コロナ禍での経済学その1


日ごろのご愛顧ありがとうございます。店主の高野です。5月も終盤に入り夏らしさも大分感じられるようになってきましたが、今年になってコロナの話題から始まり、それにずっと振り回されたら、この5ヶ月間は結構長く感じてます。歳をとれば時の流れは早くなっていく一方なのかと思っていたら、こういうなかなかない経験をすると桜が咲いてた季節がずいぶん昔に感じています。

うちの店でいうと、感染者の少ない仙台よりも、日本中から警戒された東京の方が売り上げは良く、しかも夜10時までの営業が許されたことから、これで会社を潰さずに済みそうだと大分安心感が出てきました。もちろん、まだ支給されてない助成金や協力金が入って来ることを前提としてるので、売り上げ水準的にはまだまだですし、資金繰り的にも資金が底をつく前に早く入ってきてもらいたいというのは変わりません。

先日、雇用調整助成金が15,000円に引き上げられるようなニュースがありましたが、それはそれでありがたいのですが、これは逆にモラルハザードを招き仕事をしなくなる人が増えるぞと思ってたら、今回うちの労働者代表になり私の労使交渉の相手となった伊藤健太も、僕もそう思いました、と言ったのを聞いて頼もしく思いました。

雇用調整助成金は四月に上限8330円で休業手当の9割まで助成してくれるとなりましたが、それが5月は10割まで助成してくれることになり、そもそも8330円じゃ足りないからということで、15,000円まで上げるという話が出てきたのでしょう。

この15,000円に労働日数をかければ想像できますが、この水準になると飲食業の従業員の大半の給料を満額満たすことができます。事業主としては従業員を休ませればリスクフリーで人件費が貰えて、ほかの協力金や給付金を合わせれば、店開けてるより閉めてる方が儲かっちゃう店も出て来るでしょう。

東京都という感染者を減らせば減らせるほど評価されるところは、飲食店は閉まってる方がありがたいのでしょうけど、日本経済に責任を持つ国としては、そのようなルールを出して来るのは国会議員の人気集めにはなるでしょうが、経済、財政的にはよろしくないので多分やらないでしょう。

この話を、伊藤健太が聞いて私と同様に感じたというのは、助成金申請に当たって今回の助成金の仕組みを分かり、どこまで従業員を休ませた方が、従業員、会社ともにダメージを最小限にできるかをイメージでき、これが15000円になった時に会社への影響、そしてこれが社会全体になった時の人々のとる行動が想像できるということで、ついこないだまで売り上げの責任は持ちたくないので、人の管理はめんどくさいから関わりたくないので、更に年金なんて信用してないのでと言って社会保険にも入らず、自由人人生を送っていた人間が、ちょっとしたことで脆い信念を崩してうちの社員になり、恵比寿店の店長になり、うちの労働者代表になり、一気に社会人としてのレベルを上げたような感触です。
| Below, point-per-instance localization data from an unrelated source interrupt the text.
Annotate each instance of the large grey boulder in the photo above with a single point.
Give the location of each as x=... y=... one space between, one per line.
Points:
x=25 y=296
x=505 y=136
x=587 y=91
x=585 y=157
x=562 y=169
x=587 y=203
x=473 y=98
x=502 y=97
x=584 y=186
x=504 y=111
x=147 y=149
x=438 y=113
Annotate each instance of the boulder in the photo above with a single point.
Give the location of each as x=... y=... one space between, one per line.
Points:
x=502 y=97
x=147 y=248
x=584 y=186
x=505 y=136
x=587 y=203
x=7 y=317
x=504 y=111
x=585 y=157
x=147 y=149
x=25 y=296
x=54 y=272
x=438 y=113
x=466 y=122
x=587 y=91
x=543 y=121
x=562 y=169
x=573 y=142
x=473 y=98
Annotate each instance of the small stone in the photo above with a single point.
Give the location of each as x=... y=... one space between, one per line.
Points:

同様のことは、先日、仙台でもあり、普段1人でやっているところ予約が2件入ってきたので、1人でやってたら客に迷惑かけるかもと思い、近所の学生バイト佐藤壮真に、お前手伝うか?と聞いたら、二つ返事でやりますと返ってきて、最初は1ヶ月ぶりのバイトだからウォームアップ感覚で料理運ばせて、皿洗わせておけばいいかなぐらいに思ってたのですが、店に入って来るなり、私が既に済ませておいた掃除をやろうとほうきを持ち出してきて気合満々で、率先してドリンクを作り、私がやろうと思っていた揚げ物まで自分の判断でやり、しかもクオリティを心配して覗きに行っても、1ヶ月の咀嚼期間のせいか天ぷらも上手くなっており、私以上に動いて働いたのではないでしょうか。以前は段取りの悪さが目立つやつでしたが、いつになったら覚えてくれるんだ?と聞くと、あともう少し時間をください、と必ずできるようになると確信めいたことを言ってましたが、確かに1ヶ月ぶりの仕事を見た時に頼もしさは、二回り三回りくらい大きくなっていました。

このコロナの営業自粛期間、今もですが失ったものは、金から時間から大きかったですが、得たものというか、気づいたものは、それに変えられないものなのかもしれません。本当にこのコロナで従業員の意識が変わったのかもしれないし、ただ顕在化しただけなのかもしれませんが、こういうことを感じることは気分が良いものです。